The case which has received the most international attention is that of Judge Maria Lourdes Afiuni.  Judge Afiuni was jailed in 2009 and eventually put under house arrest after being diagnosed with cancer.  Her crime?  Following the law.  She was the last judge to receive the case of banker Eligio Cedeno, a wealthy Venezuelan and fierce opponent to President Chavez who had been charged with corruption related to some banking scandals and detained for more than 3 years without bail.  According to Venezuelan law, prisoners held for two years without a trial are eligible for bail.  When Judge Afiuni released Cedeno on bail, President Chavez called publically for her detention, supposedly for corruption in the release of Cedeno.  When Cedeno jumped bail and fled to the United States, where he recently received political asylum, Chavez ordered that Afiuni receive “the maximum sentence allowed by law” – 30 years in prison.

The Afiuni case has received attention as a flagrant abuse of executive power.  Figures ranging from the United Nations Special Rapporteur on Judicial Independence and Arbitrary detention to Chavez supporters like professors Noam Chomsky and Heinz Dieterich have called for Afiuni’s release – to no avail.  The Human Rights Institute of the International Bar Association has even recently begun an international campaign to increase pressure on the government for her release.

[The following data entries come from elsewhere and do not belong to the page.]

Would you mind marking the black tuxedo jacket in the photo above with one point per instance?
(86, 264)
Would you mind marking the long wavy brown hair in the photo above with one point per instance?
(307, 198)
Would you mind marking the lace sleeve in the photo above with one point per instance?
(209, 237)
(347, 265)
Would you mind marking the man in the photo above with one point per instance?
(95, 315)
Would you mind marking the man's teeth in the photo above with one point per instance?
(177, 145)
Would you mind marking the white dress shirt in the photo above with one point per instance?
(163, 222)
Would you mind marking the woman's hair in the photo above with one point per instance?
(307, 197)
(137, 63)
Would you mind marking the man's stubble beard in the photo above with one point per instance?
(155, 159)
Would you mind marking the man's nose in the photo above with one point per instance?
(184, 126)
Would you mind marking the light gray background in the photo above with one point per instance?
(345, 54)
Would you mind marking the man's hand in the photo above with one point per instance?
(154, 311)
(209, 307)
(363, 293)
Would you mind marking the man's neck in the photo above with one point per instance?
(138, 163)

Venezuela’s justice system, like the other institutions of government, has been co-opted by the executive for political purposes.  For those who doubt this, they need look no further than the President of Venezuela’s Supreme Tribunal of Justice, Judge Luisa Estela Morales, who has stated, “separation of powers weakens the state.”

The Venezuelan people have the right to a free and independent court system.  The 25 political prisoners know better than anybody what dissenting in Venezuela can mean.